Al jaren loop ik bijna dagelijks langs het weilandje op de helling tegenover ziekenhuis Rijnstate, net naast het kleine kerkje “Onze Lieve Vrouwe en al Haar Engelen”. Een plek waar ik regelmatig ook even op het bankje ga zitten om te genieten van de stilte en de zon.

Op dat weiland stonden altijd een paar paarden. Vaak zag ik daar ook een oudere vrouw die ze verzorgde, rustig, met aandacht. Haar golden retriever dartelde er omheen, speels als een jong veulen.

Deze week was ineens de stal weg en de paarden verdwenen. Alleen wat resthout lag er nog, alsof iemand haastig afscheid had moeten nemen. Vanmorgen zag ik een man bezig met opruimen. Ik sprak hem kort aan. Hij vertelde dat ze na dertig jaar moesten vertrekken. De gemeente Arnhem had het gebruik van het weiland beëindigd en hen drie maanden gegeven om alles op te ruimen. De paarden staan inmiddels ergens anders. Wat er met het weiland gaat gebeuren? Dat wist hij niet. De gemeente had er niets over losgelaten.

Ik vind het eerlijk gezegd bizar. En ook verdrietig. Na al die jaren zomaar weg, zonder uitleg. Ik ben ook benieuwd wat de plannen zijn. Gaat hier iets nieuws komen? Wordt het bebouwd? Of blijft het een open plek met ruimte voor rust en leven?

Als iemand meer weet, ik hoor het graag.

Update
Op Facebook reageerde Jan Westerhof: “Heftig al deze reacties van stadgenoten die van alles aannemen en concluderen zonder te weten wat er aan de hand is. Het gaat hier om natuurontwikkeling. De gemeente wil de natuurkwaliteit verbeteren van de Braamberg in verbinding met Sonsbeek en Klarenbeek.
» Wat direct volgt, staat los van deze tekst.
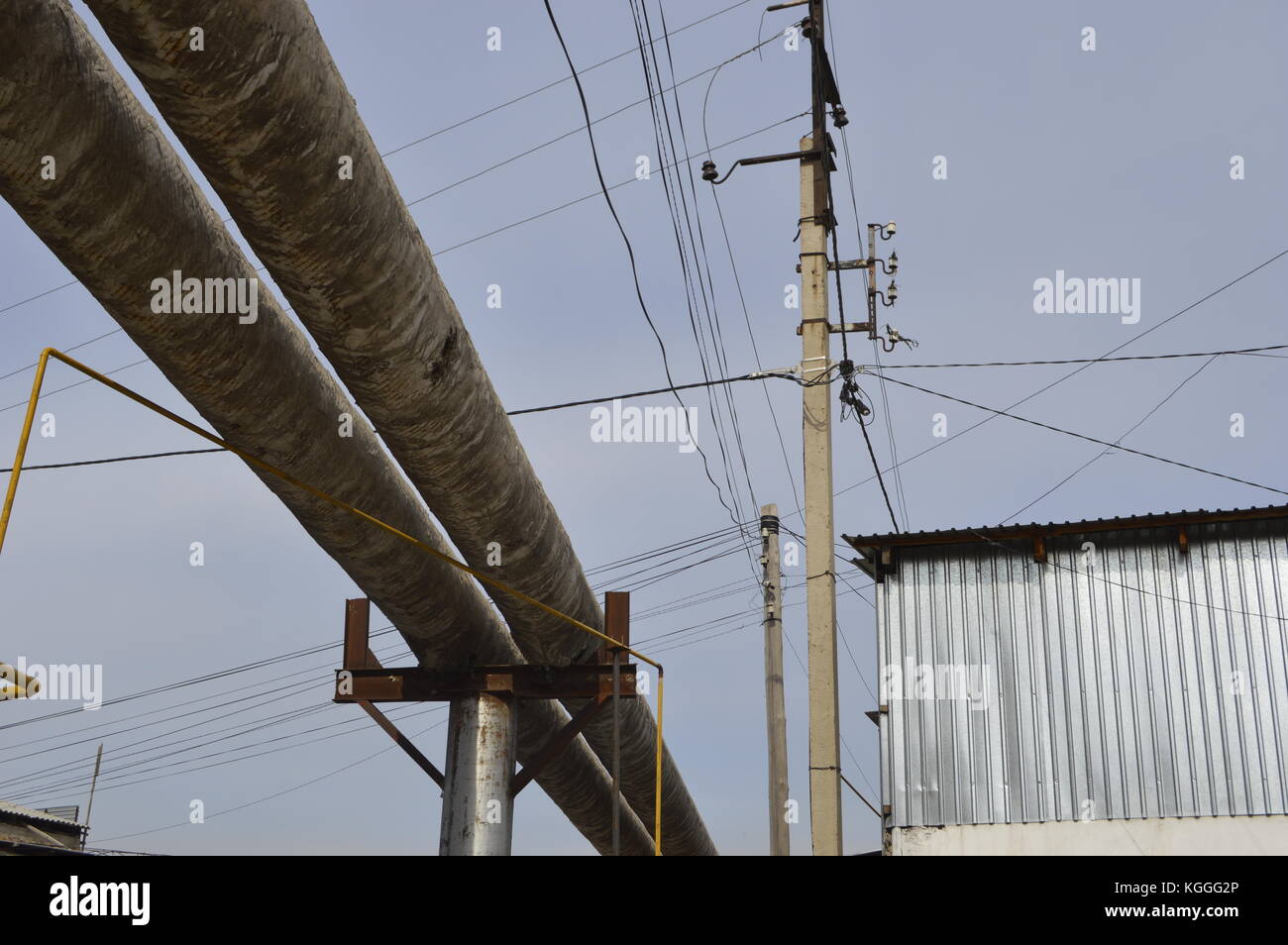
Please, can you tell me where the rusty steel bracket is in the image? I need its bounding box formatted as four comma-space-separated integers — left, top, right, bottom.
510, 695, 612, 797
332, 592, 636, 816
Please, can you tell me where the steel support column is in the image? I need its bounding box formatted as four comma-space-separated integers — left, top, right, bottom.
438, 692, 519, 856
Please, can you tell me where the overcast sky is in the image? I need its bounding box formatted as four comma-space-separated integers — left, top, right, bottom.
0, 0, 1288, 854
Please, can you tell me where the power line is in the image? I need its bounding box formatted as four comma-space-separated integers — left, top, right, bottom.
85, 720, 446, 843
865, 377, 1288, 495
1002, 354, 1219, 521
883, 345, 1288, 370
0, 447, 228, 472
824, 250, 1288, 507
381, 0, 751, 158
544, 0, 762, 533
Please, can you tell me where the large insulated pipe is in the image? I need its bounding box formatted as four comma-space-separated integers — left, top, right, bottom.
0, 0, 651, 855
86, 0, 715, 854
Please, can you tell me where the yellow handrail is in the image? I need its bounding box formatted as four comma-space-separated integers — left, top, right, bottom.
0, 348, 662, 856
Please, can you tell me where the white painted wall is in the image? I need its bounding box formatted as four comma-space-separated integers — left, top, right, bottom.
886, 816, 1288, 856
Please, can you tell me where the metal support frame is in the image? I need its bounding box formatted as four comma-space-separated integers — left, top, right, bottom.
334, 592, 636, 856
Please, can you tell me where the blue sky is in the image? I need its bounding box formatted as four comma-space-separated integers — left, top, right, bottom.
0, 0, 1288, 854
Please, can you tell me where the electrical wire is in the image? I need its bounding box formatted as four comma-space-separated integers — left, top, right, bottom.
865, 377, 1288, 504
824, 250, 1288, 507
1002, 354, 1220, 521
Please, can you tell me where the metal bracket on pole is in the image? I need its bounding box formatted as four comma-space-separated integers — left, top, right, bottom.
334, 592, 636, 855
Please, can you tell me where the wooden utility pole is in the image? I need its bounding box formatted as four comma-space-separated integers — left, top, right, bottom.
760, 504, 791, 856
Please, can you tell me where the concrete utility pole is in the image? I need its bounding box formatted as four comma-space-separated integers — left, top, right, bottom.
800, 0, 841, 856
760, 504, 791, 856
802, 126, 841, 856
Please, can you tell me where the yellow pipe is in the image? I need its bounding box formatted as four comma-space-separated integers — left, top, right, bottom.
0, 663, 40, 699
0, 348, 662, 856
0, 358, 54, 561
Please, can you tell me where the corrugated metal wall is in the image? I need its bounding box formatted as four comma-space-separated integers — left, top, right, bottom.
877, 520, 1288, 826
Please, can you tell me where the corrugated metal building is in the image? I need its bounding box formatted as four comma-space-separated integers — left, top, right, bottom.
0, 800, 86, 856
846, 506, 1288, 852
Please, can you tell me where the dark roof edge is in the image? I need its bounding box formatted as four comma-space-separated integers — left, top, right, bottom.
841, 504, 1288, 554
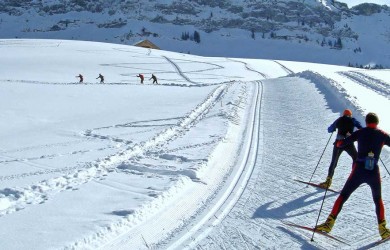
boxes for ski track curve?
[78,83,259,250]
[228,58,269,79]
[163,56,199,85]
[274,60,294,75]
[164,81,263,249]
[0,84,230,216]
[338,71,390,98]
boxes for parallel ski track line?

Ook gezondheid in relatie tot natuur is de inzet. Samen Rijnstate en het psychiatrisch ziekenhuis. Wat betreft de huur van de paardenweide, de eigenaar van de paarden wist bij het afsluiten van het huurcontract dat dit tijdelijk was en wat de bestemming van het gebied is. Hij heeft mij verteld er geen probleem mee te hebben, hij wist waaraan hij begon. De weide werd overigens intensief begraasd met drie paarden. Ze moesten regelmatig worden bijgevoerd.”